Com a negativa da defesa de Jair Bolsonaro de que o ex-presidente tenha autorizado o vídeo produzido por inteligência artificial (IA) na convenção do PL, a responsabilidade pelo material passa a recair exclusivamente sobre a campanha de Flávio Bolsonaro (PL-RJ).

Caberá à Justiça Eleitoral avaliar se o conteúdo configura “deep fake”, técnica que permite alterar vídeos ou fotos com auxílio da IA e que é proibida durante as eleições. O relator da ação, apresentada pelo PT, é o ministro Nunes Marques, presidente do Tribunal Superior Eleitoral (TSE).

No vídeo, o ex-presidente diz que está “preso e calado por uma decisão arbitrária”, mas que “nenhuma prisão vai calar o sentimento de esperança”. A gravação ainda pede que os apoiadores recebam Flávio “de braços abertos” como candidato ao Planalto.

O senador deve alegar que está em período de pré-campanha e que, por isso, não poderá ser punido pelo uso da tecnologia. Outra argumentação dos advogados, que já foi citada no pedido de rejeição da ação, é que a equipe do presidente Luiz Inácio Lula da Silva (PT) também tem, em suas redes sociais, posts com uso de IA.

O ministro Alexandre de Moraes, do Supremo Tribunal Federal (STF), havia dado 48 horas para que os advogados de Bolsonaro esclareçam se ele autorizou o uso de sua imagem e voz na produção de um vídeo.

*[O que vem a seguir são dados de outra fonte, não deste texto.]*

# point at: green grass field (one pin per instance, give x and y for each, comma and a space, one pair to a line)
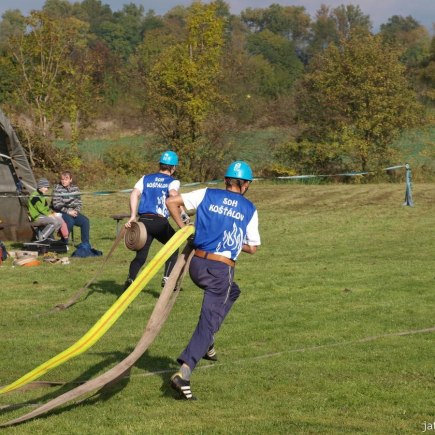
332, 333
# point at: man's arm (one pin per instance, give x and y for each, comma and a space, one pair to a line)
58, 201
173, 203
249, 249
134, 201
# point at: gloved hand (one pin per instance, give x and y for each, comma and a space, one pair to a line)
185, 217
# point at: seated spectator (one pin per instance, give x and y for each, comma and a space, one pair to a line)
40, 212
67, 201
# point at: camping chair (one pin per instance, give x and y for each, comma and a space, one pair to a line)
41, 231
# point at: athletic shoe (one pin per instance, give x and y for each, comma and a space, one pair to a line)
127, 283
182, 386
211, 354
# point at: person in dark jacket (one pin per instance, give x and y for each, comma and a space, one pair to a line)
40, 212
67, 201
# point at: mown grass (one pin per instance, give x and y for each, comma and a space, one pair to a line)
314, 344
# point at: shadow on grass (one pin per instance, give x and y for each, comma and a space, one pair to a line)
111, 287
162, 365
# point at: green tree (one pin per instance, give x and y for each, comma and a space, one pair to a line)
56, 74
285, 66
353, 103
410, 36
332, 25
182, 88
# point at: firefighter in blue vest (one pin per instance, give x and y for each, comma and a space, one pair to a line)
148, 199
226, 224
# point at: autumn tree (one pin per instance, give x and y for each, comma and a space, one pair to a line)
182, 89
56, 74
332, 25
353, 103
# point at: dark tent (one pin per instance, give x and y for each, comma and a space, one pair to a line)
16, 182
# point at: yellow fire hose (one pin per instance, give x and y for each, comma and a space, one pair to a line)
111, 315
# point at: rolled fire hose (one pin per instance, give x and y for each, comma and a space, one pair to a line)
158, 317
135, 236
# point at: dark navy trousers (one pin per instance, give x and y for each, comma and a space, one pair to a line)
158, 228
220, 292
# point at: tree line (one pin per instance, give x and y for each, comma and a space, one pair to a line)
196, 73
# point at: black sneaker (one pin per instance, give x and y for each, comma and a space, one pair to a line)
182, 386
128, 283
211, 354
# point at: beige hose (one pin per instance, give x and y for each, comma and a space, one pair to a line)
135, 236
158, 317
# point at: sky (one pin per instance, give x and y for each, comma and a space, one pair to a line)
378, 10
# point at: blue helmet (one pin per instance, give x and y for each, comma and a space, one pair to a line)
169, 158
239, 169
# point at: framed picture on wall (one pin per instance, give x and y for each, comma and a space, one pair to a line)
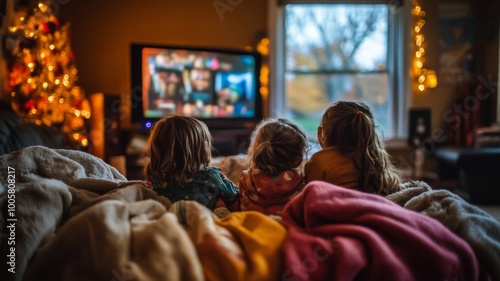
457, 44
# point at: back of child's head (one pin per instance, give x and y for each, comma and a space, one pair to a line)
351, 126
276, 145
177, 146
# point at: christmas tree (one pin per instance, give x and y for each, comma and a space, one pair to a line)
43, 75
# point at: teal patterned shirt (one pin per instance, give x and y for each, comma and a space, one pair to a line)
208, 187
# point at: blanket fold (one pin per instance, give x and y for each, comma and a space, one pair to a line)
121, 241
241, 246
478, 228
342, 234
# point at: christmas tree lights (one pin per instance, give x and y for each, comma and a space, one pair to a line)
43, 75
425, 78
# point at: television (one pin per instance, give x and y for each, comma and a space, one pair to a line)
218, 86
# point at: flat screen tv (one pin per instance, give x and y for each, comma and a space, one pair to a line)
217, 86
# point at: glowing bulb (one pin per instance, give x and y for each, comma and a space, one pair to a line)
432, 79
84, 142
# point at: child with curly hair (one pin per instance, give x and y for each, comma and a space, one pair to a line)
352, 154
276, 150
179, 150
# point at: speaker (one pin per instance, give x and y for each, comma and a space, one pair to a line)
105, 132
419, 126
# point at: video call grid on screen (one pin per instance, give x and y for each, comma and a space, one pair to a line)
197, 83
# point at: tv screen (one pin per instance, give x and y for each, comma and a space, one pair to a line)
220, 87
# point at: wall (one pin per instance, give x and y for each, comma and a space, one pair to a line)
102, 33
442, 98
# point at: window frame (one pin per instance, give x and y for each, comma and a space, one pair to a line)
398, 65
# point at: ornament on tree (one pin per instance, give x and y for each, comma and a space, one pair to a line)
43, 75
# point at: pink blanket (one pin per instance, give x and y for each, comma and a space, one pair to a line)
342, 234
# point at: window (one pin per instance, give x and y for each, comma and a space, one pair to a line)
337, 51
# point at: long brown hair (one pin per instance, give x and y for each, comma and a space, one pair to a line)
177, 146
276, 145
350, 126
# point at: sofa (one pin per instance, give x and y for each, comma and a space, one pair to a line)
475, 169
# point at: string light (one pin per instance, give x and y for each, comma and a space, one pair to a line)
424, 78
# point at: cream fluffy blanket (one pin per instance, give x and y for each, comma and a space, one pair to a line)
77, 214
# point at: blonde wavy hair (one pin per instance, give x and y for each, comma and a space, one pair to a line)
276, 145
350, 126
177, 146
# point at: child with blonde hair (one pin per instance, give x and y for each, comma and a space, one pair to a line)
352, 154
179, 150
276, 150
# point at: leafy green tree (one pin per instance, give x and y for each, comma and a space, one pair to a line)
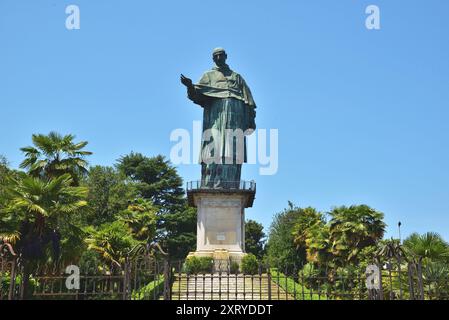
254, 238
54, 155
109, 193
156, 180
353, 228
281, 249
309, 234
9, 222
429, 246
179, 236
112, 241
318, 245
140, 216
38, 208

Nas suspeitas que recaem sobre Jair Bolsonaro, Moraes apontou possível descumprimento das medidas impostas na condição de prisão domiciliar. O magistrado lembrou que Bolsonaro está com os direitos políticos suspensos, devido à condenação criminal por tentativa de golpe de Estado, e que está proibido de acessar as redes sociais, mesmo que indiretamente.

Imagem de Bolsonaro

A campanha de Flávio conta com o uso da imagem de Jair Bolsonaro para subir nas pesquisas de intenção de voto. O uso da IA ocorre menos de um mês após a carta do ex-presidente lida na internet pelo filho.

À época, a defesa de Jair Bolsonaro disse que ele “jamais soube” que a carta divulgada por Flávio Bolsonaro seria publicada nas redes sociais. A manifestação se deu depois de o ministro Alexandre de Moraes determinar explicações sobre suposta violação de cautelar após a veiculação de um manuscrito em que Bolsonaro manifesta seu apoio à pré-candidatura do filho ao Palácio do Planalto.

Por causa da situação, o magistrado proibiu o senador de visitar o pai por período de 90 dias e afirmou que o parlamentar é reincidente no descumprimento de medidas cautelares.